The Joshua tree ruling could open up the funnel for what gets protected.
WildEarth Guardians first filed a petition to list the species as threatened back in 2015 after scientists reported that Joshua tree numbers were declining by 50 percent in the Mojave Desert. The nonprofit argued that the tree’s viability was being decimated by the changing climate. Joshua trees are desert plants, adapted for hot and dry conditions, but they have been pushed too far out of their temperature range by habitat degradation and heat. The trees typically live for hundreds of years, but researchers have found that young trees aren’t sprouting and that increasingly frequent fires, made worse by flammable invasive plants, are torching mature trees. On top of that, climate models under current emissions scenarios show the future getting worse, rendering much of the Joshua tree’s habitat unlivable, including in their namesake national park.
Despite the evidence for protecting the Joshua tree, the case lingered, and in 2019, under the Trump administration, the USFWS said listing wasn’t warranted. WildEarth Guardians pushed back, alleging that the USFWS had blatantly ignored the climate data. “The Endangered Species Act is supposed to be based purely on the best available science,” Schwartz says. “There’s a very strong body of peer-reviewed science, including five key climate models, that have been published over the last two decades that show how Joshua Trees are imperiled.”
So they brought it back to court and argued that the USFWS had failed to uphold its responsibility to science. This time, Judge Otis D. Wright II, from the U.S. District Court for the Central District of California, agreed with them, saying, “The Service’s findings regarding threats posed by climate change and wildfire are unsupported, speculative, or irrational,” and that the Service had to go back and consider the full body of science.
The case is significant because it underlines the importance of modeling and pushes the government to be proactive on species protection. Both of these actions could then become precedent, Hayes Barho says, because federal courts decide cases based on past legal records. And the Joshua tree is not the only tree in peril. Seventy-five percent of redwoods could disappear from California by 2030 as their habitat heats up. On the East Coast, two-thirds of the Atlantic white cedar’s range has been lost to sea level rise and saltwater intrusion.
The Joshua tree ruling, in other words, could open up the funnel for what gets protected.
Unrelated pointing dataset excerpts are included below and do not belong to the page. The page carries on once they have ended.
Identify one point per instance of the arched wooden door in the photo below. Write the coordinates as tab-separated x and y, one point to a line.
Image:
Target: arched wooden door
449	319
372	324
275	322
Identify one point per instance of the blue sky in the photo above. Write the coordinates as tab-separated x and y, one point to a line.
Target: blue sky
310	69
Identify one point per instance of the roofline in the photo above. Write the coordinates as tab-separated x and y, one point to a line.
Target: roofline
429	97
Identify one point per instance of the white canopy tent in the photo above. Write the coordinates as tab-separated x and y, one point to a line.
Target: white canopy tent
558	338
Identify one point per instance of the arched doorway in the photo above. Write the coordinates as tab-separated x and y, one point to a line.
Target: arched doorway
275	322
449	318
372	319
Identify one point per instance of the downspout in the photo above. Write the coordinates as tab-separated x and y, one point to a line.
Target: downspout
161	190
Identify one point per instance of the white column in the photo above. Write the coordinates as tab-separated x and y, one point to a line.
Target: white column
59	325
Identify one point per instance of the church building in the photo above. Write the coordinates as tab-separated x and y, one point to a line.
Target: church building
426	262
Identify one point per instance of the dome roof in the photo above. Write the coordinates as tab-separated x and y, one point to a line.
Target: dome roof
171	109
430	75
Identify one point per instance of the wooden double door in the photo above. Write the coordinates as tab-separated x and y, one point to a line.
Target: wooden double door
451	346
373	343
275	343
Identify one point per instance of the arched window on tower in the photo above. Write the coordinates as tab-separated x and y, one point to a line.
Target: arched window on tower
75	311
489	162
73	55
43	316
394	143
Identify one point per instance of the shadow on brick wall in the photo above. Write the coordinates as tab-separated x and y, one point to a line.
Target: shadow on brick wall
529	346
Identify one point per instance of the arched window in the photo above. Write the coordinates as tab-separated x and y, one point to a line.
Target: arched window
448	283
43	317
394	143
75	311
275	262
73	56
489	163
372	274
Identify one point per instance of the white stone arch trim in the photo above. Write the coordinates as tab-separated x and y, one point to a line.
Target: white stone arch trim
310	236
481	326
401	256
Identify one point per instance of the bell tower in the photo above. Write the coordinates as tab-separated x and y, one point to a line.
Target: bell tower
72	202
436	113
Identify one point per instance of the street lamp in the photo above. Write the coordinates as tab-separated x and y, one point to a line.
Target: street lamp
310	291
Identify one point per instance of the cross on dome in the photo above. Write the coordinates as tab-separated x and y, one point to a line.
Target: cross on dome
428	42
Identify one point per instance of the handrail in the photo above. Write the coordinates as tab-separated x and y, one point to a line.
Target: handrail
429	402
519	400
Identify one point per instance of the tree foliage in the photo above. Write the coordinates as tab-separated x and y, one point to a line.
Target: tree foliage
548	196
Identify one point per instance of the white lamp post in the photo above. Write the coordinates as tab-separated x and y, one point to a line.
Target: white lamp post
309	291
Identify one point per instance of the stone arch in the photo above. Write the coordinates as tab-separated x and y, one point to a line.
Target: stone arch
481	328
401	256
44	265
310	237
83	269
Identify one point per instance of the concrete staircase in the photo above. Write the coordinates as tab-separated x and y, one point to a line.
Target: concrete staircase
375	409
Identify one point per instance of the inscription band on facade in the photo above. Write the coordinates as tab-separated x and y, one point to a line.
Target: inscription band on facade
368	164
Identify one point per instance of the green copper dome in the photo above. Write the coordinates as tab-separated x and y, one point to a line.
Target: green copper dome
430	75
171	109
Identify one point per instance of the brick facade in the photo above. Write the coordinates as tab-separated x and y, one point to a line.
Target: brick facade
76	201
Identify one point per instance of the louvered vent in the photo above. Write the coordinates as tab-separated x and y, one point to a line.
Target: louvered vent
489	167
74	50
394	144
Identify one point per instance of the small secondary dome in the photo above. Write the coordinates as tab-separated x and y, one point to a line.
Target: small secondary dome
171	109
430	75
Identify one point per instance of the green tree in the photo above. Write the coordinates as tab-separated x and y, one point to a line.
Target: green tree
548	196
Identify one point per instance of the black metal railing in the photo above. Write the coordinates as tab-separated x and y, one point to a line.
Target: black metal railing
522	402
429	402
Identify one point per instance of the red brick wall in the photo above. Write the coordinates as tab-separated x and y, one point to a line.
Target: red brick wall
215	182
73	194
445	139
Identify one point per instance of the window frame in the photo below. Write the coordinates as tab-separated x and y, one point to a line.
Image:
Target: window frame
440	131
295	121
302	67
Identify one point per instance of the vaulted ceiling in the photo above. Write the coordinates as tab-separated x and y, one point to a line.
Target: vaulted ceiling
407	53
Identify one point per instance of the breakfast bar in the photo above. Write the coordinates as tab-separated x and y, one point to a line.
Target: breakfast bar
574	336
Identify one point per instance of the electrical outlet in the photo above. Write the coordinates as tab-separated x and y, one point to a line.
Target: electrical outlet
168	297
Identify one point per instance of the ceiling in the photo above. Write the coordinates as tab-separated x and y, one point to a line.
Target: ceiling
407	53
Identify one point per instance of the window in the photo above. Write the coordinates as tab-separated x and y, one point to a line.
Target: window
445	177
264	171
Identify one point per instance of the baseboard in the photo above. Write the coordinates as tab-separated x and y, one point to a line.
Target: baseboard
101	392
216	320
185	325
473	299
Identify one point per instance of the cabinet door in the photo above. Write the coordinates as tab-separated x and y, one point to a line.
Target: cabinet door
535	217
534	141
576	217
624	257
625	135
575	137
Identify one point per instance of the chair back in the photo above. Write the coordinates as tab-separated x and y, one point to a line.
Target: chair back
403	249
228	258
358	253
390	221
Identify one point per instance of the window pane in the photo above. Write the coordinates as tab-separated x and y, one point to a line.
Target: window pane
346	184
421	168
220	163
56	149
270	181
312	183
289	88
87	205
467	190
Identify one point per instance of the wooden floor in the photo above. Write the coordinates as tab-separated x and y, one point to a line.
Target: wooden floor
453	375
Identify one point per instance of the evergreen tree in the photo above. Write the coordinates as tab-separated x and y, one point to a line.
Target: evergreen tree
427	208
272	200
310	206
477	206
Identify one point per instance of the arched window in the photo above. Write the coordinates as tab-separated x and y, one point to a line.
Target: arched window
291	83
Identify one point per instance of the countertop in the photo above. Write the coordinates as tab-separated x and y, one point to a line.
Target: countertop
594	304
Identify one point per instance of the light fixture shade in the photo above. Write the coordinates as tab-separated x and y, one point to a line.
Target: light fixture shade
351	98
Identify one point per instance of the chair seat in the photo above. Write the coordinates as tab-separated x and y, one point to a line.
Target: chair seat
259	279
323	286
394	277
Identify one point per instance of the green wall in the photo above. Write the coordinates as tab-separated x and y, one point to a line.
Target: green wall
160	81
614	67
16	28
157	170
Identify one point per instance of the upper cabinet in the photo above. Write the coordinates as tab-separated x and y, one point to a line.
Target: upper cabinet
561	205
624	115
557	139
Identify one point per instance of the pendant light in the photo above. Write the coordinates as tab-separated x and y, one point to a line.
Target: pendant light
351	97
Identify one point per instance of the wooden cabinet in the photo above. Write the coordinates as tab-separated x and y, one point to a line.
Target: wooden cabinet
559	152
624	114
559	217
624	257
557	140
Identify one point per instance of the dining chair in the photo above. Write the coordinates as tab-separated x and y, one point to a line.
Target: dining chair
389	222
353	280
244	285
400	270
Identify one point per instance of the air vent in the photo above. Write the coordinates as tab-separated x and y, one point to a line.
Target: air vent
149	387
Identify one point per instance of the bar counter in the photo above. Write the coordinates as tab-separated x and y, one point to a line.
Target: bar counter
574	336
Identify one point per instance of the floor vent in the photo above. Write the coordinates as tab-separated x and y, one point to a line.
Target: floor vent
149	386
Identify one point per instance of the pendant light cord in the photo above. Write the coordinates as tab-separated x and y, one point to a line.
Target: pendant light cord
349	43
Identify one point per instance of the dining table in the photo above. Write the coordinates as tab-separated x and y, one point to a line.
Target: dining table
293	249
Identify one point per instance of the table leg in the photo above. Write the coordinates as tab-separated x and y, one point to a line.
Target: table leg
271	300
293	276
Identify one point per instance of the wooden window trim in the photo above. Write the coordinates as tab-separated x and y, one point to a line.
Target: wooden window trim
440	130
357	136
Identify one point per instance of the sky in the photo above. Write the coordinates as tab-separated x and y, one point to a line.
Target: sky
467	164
But whether that’s enough to prevent more trees and wildlife from going extinct is hardly guaranteed. We’re already down a path of mass extinction, Schwartz says, and it’s only going to escalate if we don’t use the laws and protections we have in place to help the species that are struggling to survive. “It’s not going to be pretty,” she says. “But avoiding it or kicking it down the line will just make it worse.”